Derive Parameter for Sum of Diameter and Analysis Flag ANL01FL

Sum of Target Lesions Diameters is the sum of the diameters of both lymph and non-lymph nodes (sum of analysis values AVAL from source observations LDIAMn & LNDIAMn).

In this vignette, the sum of the diameters is calculated across all the available lesion measurements, and we use the analysis flag ANL01FL to select the records that should be used as part of the analysis based on RECIST 1.1. Subsequently we then build on this analysis flag (see ANLzzFL) to demonstrate additional analysis flags for example purposes only. The analysis flags therefore should be setup according to your company specifications.

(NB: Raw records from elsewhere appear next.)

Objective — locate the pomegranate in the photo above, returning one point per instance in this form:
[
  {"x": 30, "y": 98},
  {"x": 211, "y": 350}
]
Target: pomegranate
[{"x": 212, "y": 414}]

In the example below, the lesion sizes are counted and grouped according to the by variables specified, in this case we group by the visit (AVISIT and AVISITN) to ensure that the correct lesion measurements are summed together. If there are different analysis day/dates (ADY/ADT) associated with a particular visit, we take the minimum day/date.

adtr_sum <- derive_summary_records(
  dataset_add = adtr,
  by_vars = exprs(STUDYID, USUBJID, !!!adsl_vars, AVISIT, AVISITN),
  filter_add = (str_starts(PARAMCD, "LDIAM") & TULOCGR1 == "NON-NODAL") |
    (str_starts(PARAMCD, "NLDIAM") & TULOCGR1 == "NODAL"),
  set_values_to = exprs(
    AVAL = sum(AVAL, na.rm = TRUE),
    ADY = min(ADY, na.rm = TRUE),
    ADT = min(ADT, na.rm = TRUE),
    PARAMCD = "SDIAM",
    PARAM = "Target Lesions Sum of Diameters by Investigator",
    PARCAT1 = "Target Lesion(s)",
    PARCAT2 = "Investigator",
    PARCAT3 = "RECIST 1.1"
  )
)

The analysis flag ANL01FL flags the sum of diameters where the number of lesions assessed at baseline and at post-baseline match. To assess whether the number of lesions expected and assessed match, you could compare lesion identifiers (TR.TRLNKID) or use the previous variables set up earlier to compare lesion expected (LSEXP) vs lesion assessed (LSASS) or check for target lesion response (from RS) = NE. A target lesion response of NE means all lesions from baseline are not measured at that post-baseline visit.

Lesions can split or merge, if this is a consideration then this needs to be taken care of when deciding on which algorithm to use to check that all lesions are measured at post-baseline.

In the below example, we use derive_var_merged_summary() function multiple times in order to process additional variables for sum of diameter parameter, and calculate the analysis flag (ANL01FL).

In the first step we concatenate lesions IDs measured LSEXP at baseline, and merge in with the second step where we concatenate the lesions IDs assessed LSASS at that visit record. You can then compare LSEXP vs LSASS at each visit.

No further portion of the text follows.